Diese Forschung zielt auf eine eingehende ethnografische Untersuchung der forensischen Anthropologie ab. Der Schwerpunkt liegt auf der Arbeit einer bestimmten Organisation namens Equipio Peruano de Anthropologia Forense (EPAF). Einerseits arbeitet EPAF als lokale NGO in Peru und erbringt Dienstleistungen für staatliche Behörden sowie für Zivilisten, die ihre Verwandten suchen (die im Zusammenhang mit dem Krieg zwischen dem Staat und dem „leuchtenden Pfad“ im Hochland von Peru in den 1980er Jahren getötet wurden). Andererseits fungiert EPAF als internationale NGO, die Staaten und/oder Menschenrechtsorganisationen unterstützt. In diesem Zusammenhang startete EPAF ein langfristiges Projekt in Somaliland, einer sezessionistischen Republik im Nordwesten Somalias (die seit 1991 besteht, aber immer noch keine internationale Anerkennung findet). Auch hier herrschte in den 1980er Jahren Bürgerkrieg und tausende Menschen wurden getötet und anonym in Massengräbern verscharrt. Peru und Somaliland sind die beiden Hauptstandorte forensischer Untersuchungen der EPAF. An beiden Orten organisiert die EPAF „Feldschulen“ hauptsächlich für internationale Studenten, die eine praktische Ausbildung in forensischer Anthropologie und im Umgang mit den Folgen von Gewalt (einschließlich transitional justice) erhalten wollen.

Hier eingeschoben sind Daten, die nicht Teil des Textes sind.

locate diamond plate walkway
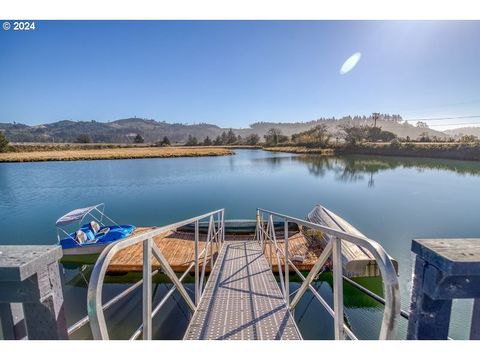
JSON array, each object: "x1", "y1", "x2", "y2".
[{"x1": 184, "y1": 240, "x2": 301, "y2": 340}]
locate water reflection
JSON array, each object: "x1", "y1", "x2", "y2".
[
  {"x1": 259, "y1": 154, "x2": 480, "y2": 188},
  {"x1": 64, "y1": 265, "x2": 393, "y2": 340}
]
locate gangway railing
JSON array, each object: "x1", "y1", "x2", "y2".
[
  {"x1": 86, "y1": 209, "x2": 225, "y2": 340},
  {"x1": 255, "y1": 208, "x2": 400, "y2": 340}
]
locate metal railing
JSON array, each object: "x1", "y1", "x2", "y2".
[
  {"x1": 255, "y1": 208, "x2": 400, "y2": 340},
  {"x1": 86, "y1": 209, "x2": 225, "y2": 340}
]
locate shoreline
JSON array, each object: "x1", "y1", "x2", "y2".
[
  {"x1": 263, "y1": 146, "x2": 335, "y2": 155},
  {"x1": 264, "y1": 142, "x2": 480, "y2": 162},
  {"x1": 3, "y1": 142, "x2": 480, "y2": 163},
  {"x1": 0, "y1": 146, "x2": 234, "y2": 163}
]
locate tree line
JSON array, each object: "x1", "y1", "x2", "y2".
[
  {"x1": 73, "y1": 129, "x2": 262, "y2": 147},
  {"x1": 72, "y1": 124, "x2": 480, "y2": 149},
  {"x1": 184, "y1": 129, "x2": 261, "y2": 146}
]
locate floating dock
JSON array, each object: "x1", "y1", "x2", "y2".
[
  {"x1": 107, "y1": 226, "x2": 323, "y2": 274},
  {"x1": 81, "y1": 208, "x2": 401, "y2": 340},
  {"x1": 105, "y1": 216, "x2": 396, "y2": 278}
]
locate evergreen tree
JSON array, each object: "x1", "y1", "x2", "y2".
[
  {"x1": 226, "y1": 129, "x2": 237, "y2": 144},
  {"x1": 220, "y1": 131, "x2": 228, "y2": 145},
  {"x1": 0, "y1": 131, "x2": 9, "y2": 152},
  {"x1": 245, "y1": 134, "x2": 260, "y2": 145},
  {"x1": 161, "y1": 136, "x2": 171, "y2": 146},
  {"x1": 213, "y1": 135, "x2": 222, "y2": 145},
  {"x1": 203, "y1": 136, "x2": 212, "y2": 146},
  {"x1": 264, "y1": 128, "x2": 287, "y2": 146},
  {"x1": 186, "y1": 134, "x2": 198, "y2": 146},
  {"x1": 156, "y1": 136, "x2": 171, "y2": 146},
  {"x1": 76, "y1": 134, "x2": 91, "y2": 143},
  {"x1": 134, "y1": 134, "x2": 145, "y2": 143}
]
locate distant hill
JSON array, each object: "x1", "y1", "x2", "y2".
[
  {"x1": 0, "y1": 118, "x2": 223, "y2": 143},
  {"x1": 241, "y1": 116, "x2": 448, "y2": 140},
  {"x1": 0, "y1": 115, "x2": 453, "y2": 143},
  {"x1": 444, "y1": 127, "x2": 480, "y2": 138}
]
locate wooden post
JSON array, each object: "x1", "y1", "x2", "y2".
[
  {"x1": 407, "y1": 239, "x2": 480, "y2": 340},
  {"x1": 0, "y1": 245, "x2": 68, "y2": 340}
]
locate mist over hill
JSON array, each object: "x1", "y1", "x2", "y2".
[
  {"x1": 242, "y1": 115, "x2": 448, "y2": 139},
  {"x1": 444, "y1": 127, "x2": 480, "y2": 138},
  {"x1": 0, "y1": 115, "x2": 467, "y2": 144}
]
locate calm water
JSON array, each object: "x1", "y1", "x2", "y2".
[{"x1": 1, "y1": 149, "x2": 479, "y2": 339}]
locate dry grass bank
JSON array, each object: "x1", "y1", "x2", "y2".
[
  {"x1": 263, "y1": 146, "x2": 334, "y2": 155},
  {"x1": 10, "y1": 143, "x2": 146, "y2": 152},
  {"x1": 0, "y1": 146, "x2": 233, "y2": 163}
]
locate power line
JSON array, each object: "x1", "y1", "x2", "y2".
[
  {"x1": 394, "y1": 98, "x2": 480, "y2": 113},
  {"x1": 404, "y1": 115, "x2": 480, "y2": 122},
  {"x1": 428, "y1": 122, "x2": 480, "y2": 127}
]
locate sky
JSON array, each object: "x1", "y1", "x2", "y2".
[{"x1": 1, "y1": 20, "x2": 480, "y2": 129}]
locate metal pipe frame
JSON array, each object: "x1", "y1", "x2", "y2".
[
  {"x1": 286, "y1": 257, "x2": 357, "y2": 340},
  {"x1": 68, "y1": 268, "x2": 160, "y2": 335},
  {"x1": 143, "y1": 238, "x2": 153, "y2": 339},
  {"x1": 199, "y1": 215, "x2": 214, "y2": 295},
  {"x1": 130, "y1": 261, "x2": 195, "y2": 340},
  {"x1": 87, "y1": 209, "x2": 225, "y2": 340},
  {"x1": 256, "y1": 208, "x2": 400, "y2": 340},
  {"x1": 268, "y1": 215, "x2": 286, "y2": 298},
  {"x1": 332, "y1": 236, "x2": 344, "y2": 340},
  {"x1": 70, "y1": 248, "x2": 212, "y2": 336},
  {"x1": 257, "y1": 219, "x2": 365, "y2": 340},
  {"x1": 194, "y1": 220, "x2": 200, "y2": 306},
  {"x1": 284, "y1": 219, "x2": 289, "y2": 308},
  {"x1": 209, "y1": 216, "x2": 214, "y2": 269},
  {"x1": 151, "y1": 244, "x2": 196, "y2": 312},
  {"x1": 286, "y1": 247, "x2": 411, "y2": 340}
]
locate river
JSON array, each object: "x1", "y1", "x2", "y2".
[{"x1": 1, "y1": 149, "x2": 479, "y2": 339}]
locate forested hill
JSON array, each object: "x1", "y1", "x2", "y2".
[
  {"x1": 0, "y1": 115, "x2": 454, "y2": 143},
  {"x1": 244, "y1": 115, "x2": 447, "y2": 139}
]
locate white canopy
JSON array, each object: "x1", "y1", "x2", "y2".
[{"x1": 55, "y1": 204, "x2": 104, "y2": 226}]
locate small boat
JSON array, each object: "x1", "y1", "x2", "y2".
[{"x1": 56, "y1": 203, "x2": 135, "y2": 263}]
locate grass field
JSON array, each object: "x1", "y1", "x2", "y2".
[{"x1": 0, "y1": 146, "x2": 233, "y2": 162}]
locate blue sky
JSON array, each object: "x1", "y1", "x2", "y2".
[{"x1": 1, "y1": 20, "x2": 480, "y2": 129}]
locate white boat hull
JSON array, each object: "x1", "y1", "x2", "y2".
[{"x1": 62, "y1": 243, "x2": 108, "y2": 256}]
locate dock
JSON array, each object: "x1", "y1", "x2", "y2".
[
  {"x1": 107, "y1": 227, "x2": 323, "y2": 274},
  {"x1": 2, "y1": 207, "x2": 404, "y2": 340},
  {"x1": 5, "y1": 208, "x2": 479, "y2": 340},
  {"x1": 82, "y1": 208, "x2": 400, "y2": 341},
  {"x1": 184, "y1": 240, "x2": 301, "y2": 340}
]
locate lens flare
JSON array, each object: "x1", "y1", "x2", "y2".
[{"x1": 340, "y1": 52, "x2": 361, "y2": 75}]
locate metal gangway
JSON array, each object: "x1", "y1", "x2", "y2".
[{"x1": 85, "y1": 208, "x2": 400, "y2": 340}]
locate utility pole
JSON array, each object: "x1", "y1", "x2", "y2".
[{"x1": 372, "y1": 112, "x2": 380, "y2": 128}]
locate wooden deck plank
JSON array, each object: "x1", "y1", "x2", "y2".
[{"x1": 107, "y1": 227, "x2": 323, "y2": 274}]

Zentrale Fragen der Forschung sind: Wie funktionieren die besonderen Kenntnisse und Praktiken der forensischen Anthropologie in verschiedenen kulturellen Kontexten? Wie beeinflussen kulturspezifische Ansichten über den Tod und das Jenseits die forensische Arbeit? Welche Interessen haben die verschiedenen an Exhumierungen beteiligten Akteure (z. B. Forensiker, Staatsbeamte, Angehörige der Opfer)? Hierbei ist zu berücksichtigen, dass die forensische Anthropologie, insbesondere im Zusammenhang mit menschenrechtsbezogener Arbeit (was sowohl in Peru als auch in Somaliland häufig der Fall ist), Teil des seit den 1980er Jahren unter anderem durch die Einrichtung von Wahrheits- und Versöhnungskommissionen, Sondergerichten und des Internationalen Strafgerichtshofs (IStGH) entstandenen „global accountability regimes“ ist. Eine weitere Reihe von Fragen bezieht sich daher auf lokal-globale und transnationale Dynamiken im Umgang mit der gewalttätigen Vergangenheit an bestimmten Orten im Sinne einer „Lokalisierung der Übergangsgerechtigkeit (localization of transitional justice)“.